In the United States, evangelicalism is a movement among Protestant Christians who believe in the necessity of being born again, emphasize the importance of evangelism, and affirm traditional Protestant teachings on the authority as well as the historicity of the Bible. Comprising nearly a quarter of the U.S. population, evangelicals are a diverse group drawn from a variety of backgrounds, including nondenominational churches, Pentecostal, Baptist, Reformed, Methodist, Mennonite, Plymouth Brethren, and Quaker.
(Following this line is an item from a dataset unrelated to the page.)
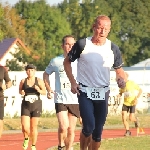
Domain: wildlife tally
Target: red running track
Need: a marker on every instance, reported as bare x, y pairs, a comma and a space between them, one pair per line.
49, 139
Evangelicalism has played an important role in shaping American religion and culture. The First Great Awakening of the 18th century marked the rise of evangelical religion in colonial America. As the revival spread throughout the Thirteen Colonies, evangelicalism united Americans around a common faith. The Second Great Awakening of the early 19th century led to what historian Martin Marty calls the "Evangelical Empire", a period in which evangelicals dominated U.S. cultural institutions, including schools and universities. Evangelicals of this era in the northern United States were strong advocates of reform. They were involved in the temperance movement and supported the abolition of slavery, in addition to working toward education and criminal justice reform. In the southern United States, evangelicals split from their northern counterparts on the issue of slavery, establishing new denominations that opposed abolition and defended the practice of racial slavery upon which the South's expanding cash-crops-for-export agricultural economy was built. During the Civil War, each side confidently preached in support of its own cause using Bible verses and Evangelical arguments, which exposed a deep theological conflict that had been brewing for decades and would continue long after Lee's surrender at Appomattox.